‘The Flights of Jan Wiener’ – World War II play brings tears of joy and sorrow
“The Flights of Jan Wiener” opened on Aug. 23 to a much larger audience than expected, as three extra rows of spectators sat on the floor of the Campus Black Box Theatre. Filled with song, dance, death, tears, passion and love, this play offered a little for everyone.
The play, directed and co-written by Karen Berman, chair of the Department of Theatre, is composed of mostly movements and music, the only props being very plain chairs and the actors’ costumes. The movements are choreographed by the actors, who try to portray the story of Jan Wiener by acting as the set and wordlessly dancing so that non-English speaking audiences can understand.
The play is about a young Czech man, Jan Wiener, and how he fled his Nazi-occupied homeland, joined the war against the Germans and later fought for democracy.
The play had a very emotional effect on the audience. Sarah Harrell, a freshman theater major, came to support her fellow theater majors and felt the play was very expressive.
“The father’s suicide was my favorite scene,” Sarah said. “It was really powerful.”
Tears were shed and laughing ensued over certain moments, like the scene in which Jan joins the British Army and is learning how to fly an airplane. The audiences reacted the same way in Prague, where the actors first performed their play this past summer.

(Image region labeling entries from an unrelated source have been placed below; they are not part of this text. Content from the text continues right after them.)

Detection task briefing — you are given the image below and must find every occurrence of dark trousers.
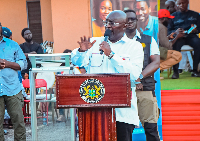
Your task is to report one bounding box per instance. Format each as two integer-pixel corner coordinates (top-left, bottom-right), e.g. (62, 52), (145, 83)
(116, 121), (135, 141)
(0, 92), (26, 141)
(173, 34), (200, 73)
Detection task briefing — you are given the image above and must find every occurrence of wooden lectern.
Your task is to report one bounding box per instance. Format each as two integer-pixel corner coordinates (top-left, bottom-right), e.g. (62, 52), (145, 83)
(56, 73), (132, 141)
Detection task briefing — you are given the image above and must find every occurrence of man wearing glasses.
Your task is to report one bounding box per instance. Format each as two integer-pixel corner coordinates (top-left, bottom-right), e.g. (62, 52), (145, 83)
(124, 10), (160, 141)
(72, 10), (144, 141)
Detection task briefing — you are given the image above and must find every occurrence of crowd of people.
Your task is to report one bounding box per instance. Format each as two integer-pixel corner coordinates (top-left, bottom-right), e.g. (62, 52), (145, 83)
(0, 0), (200, 141)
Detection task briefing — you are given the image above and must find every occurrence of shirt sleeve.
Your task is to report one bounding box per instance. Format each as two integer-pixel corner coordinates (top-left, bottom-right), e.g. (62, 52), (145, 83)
(150, 37), (160, 56)
(15, 43), (27, 71)
(110, 41), (144, 82)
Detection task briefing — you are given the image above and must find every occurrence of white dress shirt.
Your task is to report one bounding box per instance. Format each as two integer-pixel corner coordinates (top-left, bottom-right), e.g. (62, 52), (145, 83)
(71, 34), (144, 125)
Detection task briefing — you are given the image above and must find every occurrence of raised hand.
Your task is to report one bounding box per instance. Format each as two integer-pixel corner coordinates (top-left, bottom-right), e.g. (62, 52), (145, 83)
(78, 36), (96, 52)
(99, 41), (111, 56)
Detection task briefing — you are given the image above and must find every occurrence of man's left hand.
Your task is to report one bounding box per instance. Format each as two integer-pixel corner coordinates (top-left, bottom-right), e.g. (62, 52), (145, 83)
(0, 59), (6, 69)
(99, 41), (111, 56)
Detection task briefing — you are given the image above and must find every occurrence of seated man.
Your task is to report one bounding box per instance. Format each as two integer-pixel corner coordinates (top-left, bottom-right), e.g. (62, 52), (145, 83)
(158, 9), (184, 70)
(168, 0), (200, 79)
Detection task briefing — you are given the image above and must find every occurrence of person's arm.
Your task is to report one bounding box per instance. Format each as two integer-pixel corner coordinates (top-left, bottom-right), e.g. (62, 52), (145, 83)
(0, 43), (27, 70)
(142, 37), (160, 78)
(136, 37), (160, 89)
(100, 40), (144, 82)
(71, 36), (96, 68)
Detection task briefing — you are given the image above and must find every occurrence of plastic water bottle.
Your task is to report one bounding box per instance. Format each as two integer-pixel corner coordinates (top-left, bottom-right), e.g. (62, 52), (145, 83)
(43, 112), (47, 125)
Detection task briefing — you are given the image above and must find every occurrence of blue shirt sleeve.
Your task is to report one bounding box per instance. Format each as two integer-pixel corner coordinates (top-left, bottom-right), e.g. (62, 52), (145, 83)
(14, 43), (27, 71)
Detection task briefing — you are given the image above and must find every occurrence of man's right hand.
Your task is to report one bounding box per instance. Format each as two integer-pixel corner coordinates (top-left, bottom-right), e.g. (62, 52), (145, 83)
(78, 36), (96, 52)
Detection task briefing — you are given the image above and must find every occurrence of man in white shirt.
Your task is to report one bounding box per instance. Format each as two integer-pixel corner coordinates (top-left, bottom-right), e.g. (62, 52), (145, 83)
(124, 10), (160, 141)
(72, 10), (144, 141)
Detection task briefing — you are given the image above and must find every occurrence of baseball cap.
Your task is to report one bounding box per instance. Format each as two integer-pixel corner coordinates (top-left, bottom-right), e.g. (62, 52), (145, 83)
(158, 9), (175, 19)
(2, 27), (12, 38)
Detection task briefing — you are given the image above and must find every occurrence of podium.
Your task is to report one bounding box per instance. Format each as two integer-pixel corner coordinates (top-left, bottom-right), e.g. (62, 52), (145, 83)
(56, 73), (132, 141)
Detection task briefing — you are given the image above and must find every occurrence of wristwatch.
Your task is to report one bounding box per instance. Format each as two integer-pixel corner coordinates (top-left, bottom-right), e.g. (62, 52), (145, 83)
(108, 51), (115, 60)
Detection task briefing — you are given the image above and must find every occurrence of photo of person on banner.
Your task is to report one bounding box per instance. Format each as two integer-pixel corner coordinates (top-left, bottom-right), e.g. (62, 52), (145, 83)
(92, 0), (112, 37)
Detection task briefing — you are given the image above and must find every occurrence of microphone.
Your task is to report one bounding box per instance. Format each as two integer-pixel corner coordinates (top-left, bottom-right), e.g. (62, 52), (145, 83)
(100, 29), (111, 55)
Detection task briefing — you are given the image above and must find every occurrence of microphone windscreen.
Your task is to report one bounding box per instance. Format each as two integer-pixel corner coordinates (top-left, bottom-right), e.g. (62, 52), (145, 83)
(104, 29), (111, 37)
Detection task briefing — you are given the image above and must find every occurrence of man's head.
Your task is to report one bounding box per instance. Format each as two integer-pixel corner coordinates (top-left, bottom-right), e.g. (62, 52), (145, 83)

In the Czech Republic, the acting group visited different places that tied in with the play and the time period. They even visited Terezin, a Jewish concentration camp, where Jan’s mother was taken and later died. The actors performed at four different venues: two professional theaters, one academic theater and the European Regional Theatre Festival in Hradek Králové, a city just outside of Prague. The group was the only non-professional group performing at the festival and Berman was very proud of them.
“This was an exciting and powerful experience for all of us to tell the story of this man who fought for freedom his entire life,” Berman said. “The play was a wonderful educational experience for our students who learned about the history and culture of the Czech people through this story of one man’s struggles.”
In his first lead role in college, sophomore theater major Zack Bradford portrayed Jan Wiener. He said that the actors paid attention to the audience to try to see how much they understood given the likelihood of a language barrier.